Die Klugscheißer-Kritiker haben mal Pause, denn dieses Album ist viel zu trivial, um es zu analysieren. 1000 Gram machen wunderbar entspannten Songwriter-Pop.
Eigentlich soll die objektive Bewertung subjektiver Gebrauchsgüter wie Musik nicht vom redaktionellen Zustandekommen des Berichtsgegenstands künden, aber hier ist genau dies doch mal angeraten. Denn eigentlich war 1000 Gram, die Band des sonst solistisch aktiven Singer/Songwriters Moritz Lieberkühn, nicht für eine Rezension vorgesehen. Offenkundig glatt und gefällig, nicht schlecht, doch zu gewöhnlich für ein Blog, das sich bekanntermaßen ums Kreative im Überfluss des Pop bemüht. Dann aber kam Alicia Keys nicht in die Pötte und es bestand eiliger Bedarf.
Und siehe da – ein Wunder geschah mit 1000 Gram. Je öfter man nämlich die Platte des Berliners, der seiner schwedischen Frau nach Göteborg folgte, hört, desto schöner wird sie. Und wer denkt, Nachnominierungen hätten den faden Beigeschmack des Zweitklassigen, sollte sich kurz an Dänemark erinnern, das 1992 für die kriegsbedingt geächteten Serben nachträglich in die Fußball-EM rückte und den Pokal gewann.
Nun sind 1000 Gram gewiss nicht europäische Spitzenklasse. Aber manchmal kann es eben sehr entspannend sein, fast erleichternd, sich ohne den Ballast etwaiger Vorschusslorbeeren durch ein Album wie Ken Sent Me zu hören und überraschen zu lassen. Denn es wirkt.
Irgendwo zwischen Country, Folk und Americana, Liedermachergestus, Westcoastrock und Easy Listening gräbt sich das Debüt tiefer ins Gemüt und bleibt dort eine Weile, je öfter man auf Repeat drückt. Einfach, weil es zwischendurch Druck von den Schultern nimmt, Musik in sich hinein fließen zu lassen, die Metaphern wie „ruhiger Fluss“ oder „frische Sommerbrise“ provoziert, statt manierierte, feuilletonistische, intellektuelle Klugscheißervokabeln von vertrackt über eklektizistisch bis hermeneutisch, die sich auch der Autor dieser Kritik im Zusammenhang mit all der vertrackt eklektizistisch-hermeneutischen Diskurselektronica aus Nordnorwegen oder dem Berliner Westen so oft nicht verkneifen kann.

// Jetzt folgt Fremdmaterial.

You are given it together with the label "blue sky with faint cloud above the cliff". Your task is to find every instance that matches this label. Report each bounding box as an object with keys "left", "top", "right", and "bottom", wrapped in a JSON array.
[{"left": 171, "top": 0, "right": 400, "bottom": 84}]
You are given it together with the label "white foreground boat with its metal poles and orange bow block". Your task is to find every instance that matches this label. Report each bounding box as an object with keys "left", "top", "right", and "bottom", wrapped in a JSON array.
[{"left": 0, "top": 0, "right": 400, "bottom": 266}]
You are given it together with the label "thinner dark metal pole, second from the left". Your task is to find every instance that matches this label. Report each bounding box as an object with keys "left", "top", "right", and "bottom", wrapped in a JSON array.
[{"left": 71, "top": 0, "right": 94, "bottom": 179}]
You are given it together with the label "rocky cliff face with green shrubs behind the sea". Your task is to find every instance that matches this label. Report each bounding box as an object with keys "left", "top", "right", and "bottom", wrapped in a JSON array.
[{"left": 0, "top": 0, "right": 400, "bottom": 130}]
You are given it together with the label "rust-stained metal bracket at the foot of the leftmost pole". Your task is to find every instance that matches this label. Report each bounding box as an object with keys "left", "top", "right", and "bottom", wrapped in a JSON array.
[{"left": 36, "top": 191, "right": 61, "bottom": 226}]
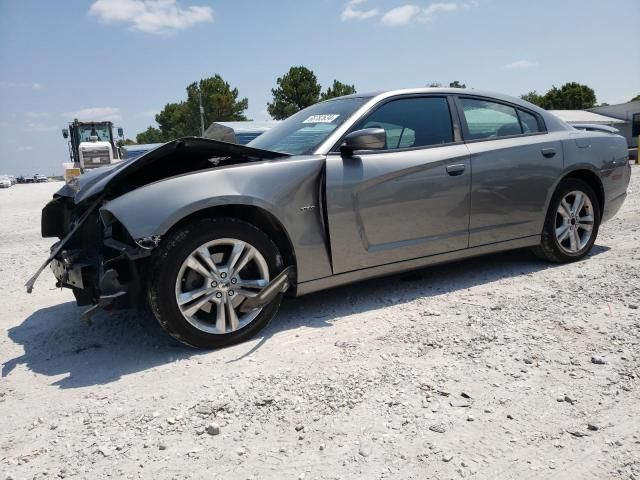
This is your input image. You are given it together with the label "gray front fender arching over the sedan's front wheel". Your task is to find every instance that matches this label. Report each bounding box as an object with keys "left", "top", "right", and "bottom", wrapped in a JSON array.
[{"left": 101, "top": 156, "right": 331, "bottom": 281}]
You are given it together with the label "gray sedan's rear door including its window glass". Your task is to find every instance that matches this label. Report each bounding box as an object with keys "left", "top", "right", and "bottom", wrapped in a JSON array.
[{"left": 458, "top": 96, "right": 563, "bottom": 247}]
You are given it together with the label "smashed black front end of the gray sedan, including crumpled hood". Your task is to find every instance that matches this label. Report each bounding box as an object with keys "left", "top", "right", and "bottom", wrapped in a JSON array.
[{"left": 26, "top": 138, "right": 286, "bottom": 319}]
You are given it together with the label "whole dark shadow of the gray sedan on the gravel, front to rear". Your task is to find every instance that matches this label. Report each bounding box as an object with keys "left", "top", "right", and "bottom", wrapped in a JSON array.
[{"left": 2, "top": 246, "right": 609, "bottom": 388}]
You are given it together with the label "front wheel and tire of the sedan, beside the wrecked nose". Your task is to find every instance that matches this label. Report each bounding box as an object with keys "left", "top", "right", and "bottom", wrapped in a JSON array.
[{"left": 147, "top": 218, "right": 283, "bottom": 349}]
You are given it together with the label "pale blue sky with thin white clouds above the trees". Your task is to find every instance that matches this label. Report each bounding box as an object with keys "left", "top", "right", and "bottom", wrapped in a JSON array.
[{"left": 0, "top": 0, "right": 640, "bottom": 175}]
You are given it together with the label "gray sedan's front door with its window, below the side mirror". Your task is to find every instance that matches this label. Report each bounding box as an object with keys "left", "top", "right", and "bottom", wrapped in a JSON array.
[{"left": 326, "top": 96, "right": 471, "bottom": 273}]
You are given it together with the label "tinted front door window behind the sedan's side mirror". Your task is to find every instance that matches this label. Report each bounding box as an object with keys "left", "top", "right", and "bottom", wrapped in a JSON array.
[{"left": 353, "top": 97, "right": 453, "bottom": 150}]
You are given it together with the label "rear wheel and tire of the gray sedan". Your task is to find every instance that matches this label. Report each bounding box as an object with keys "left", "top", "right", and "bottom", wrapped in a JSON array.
[{"left": 533, "top": 178, "right": 600, "bottom": 263}]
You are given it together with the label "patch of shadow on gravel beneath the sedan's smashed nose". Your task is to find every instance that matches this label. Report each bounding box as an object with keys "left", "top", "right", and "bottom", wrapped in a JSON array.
[{"left": 2, "top": 302, "right": 204, "bottom": 388}]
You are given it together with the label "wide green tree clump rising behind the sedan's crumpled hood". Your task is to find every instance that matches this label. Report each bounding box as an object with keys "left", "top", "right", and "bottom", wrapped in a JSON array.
[{"left": 136, "top": 74, "right": 249, "bottom": 143}]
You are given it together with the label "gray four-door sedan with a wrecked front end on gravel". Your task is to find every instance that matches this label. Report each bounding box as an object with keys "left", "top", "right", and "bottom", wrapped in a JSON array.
[{"left": 33, "top": 88, "right": 631, "bottom": 348}]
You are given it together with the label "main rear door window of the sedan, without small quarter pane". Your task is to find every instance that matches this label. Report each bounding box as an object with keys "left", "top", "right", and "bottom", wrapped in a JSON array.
[{"left": 460, "top": 98, "right": 522, "bottom": 140}]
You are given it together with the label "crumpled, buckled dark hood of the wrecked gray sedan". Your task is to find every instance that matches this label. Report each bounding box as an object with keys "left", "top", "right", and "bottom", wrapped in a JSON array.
[{"left": 56, "top": 137, "right": 289, "bottom": 204}]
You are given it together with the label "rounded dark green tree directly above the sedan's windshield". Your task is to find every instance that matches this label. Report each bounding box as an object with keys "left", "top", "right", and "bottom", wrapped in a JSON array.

Ken Sent Me will so was nicht. Ken Sent Me will gefällig sein, nicht kompliziert, nett zu hören, statt schwer zu analysieren. Nur: Das kann man alles bedeutend flacher tun als Moritz Lieberkühn. Seine akzentfrei amerikanische Stimme legt sich behaglich über den filigranen Gitarrenpop seiner schwedischen Mitmusiker, und es klingt nie anbiedernd oder schleimig. Es klingt einfach und schön.
Man muss mit Musik ja nicht immer ein neues Genre schaffen oder Hörgewohnheiten verändern. Manchmal genügt es, das mit Gefühlen zu tun, die sich entspannt zurückgelehnt im Sessel oder (bitte etwas weniger entspannt) auf der Autobahn von allein verbreiten. Wenn man so nebenbei 1000 Gram hört.

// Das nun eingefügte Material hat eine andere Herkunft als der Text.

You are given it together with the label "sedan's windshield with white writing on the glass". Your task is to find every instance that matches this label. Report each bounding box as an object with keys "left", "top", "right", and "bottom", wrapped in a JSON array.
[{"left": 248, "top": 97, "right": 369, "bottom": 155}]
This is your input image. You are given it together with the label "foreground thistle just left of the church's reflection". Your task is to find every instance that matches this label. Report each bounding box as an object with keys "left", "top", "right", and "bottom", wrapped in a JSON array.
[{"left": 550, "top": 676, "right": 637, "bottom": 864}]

Bei der nächsten Auswahlrunde für das Tonträger-Blog lassen wir so simples Zeugs dann wieder draußen, versprochen. Jetzt aber kriegt es mal seinen Platz und sei allen empfohlen, die sich bei Popmusik nicht immer konzentrieren wollen. 1000 Gram braucht keine Konzentration. Nur etwas Gelassenheit.
„Ken Sent Me“ von 1000 Gram ist erschienen bei Fixe Records.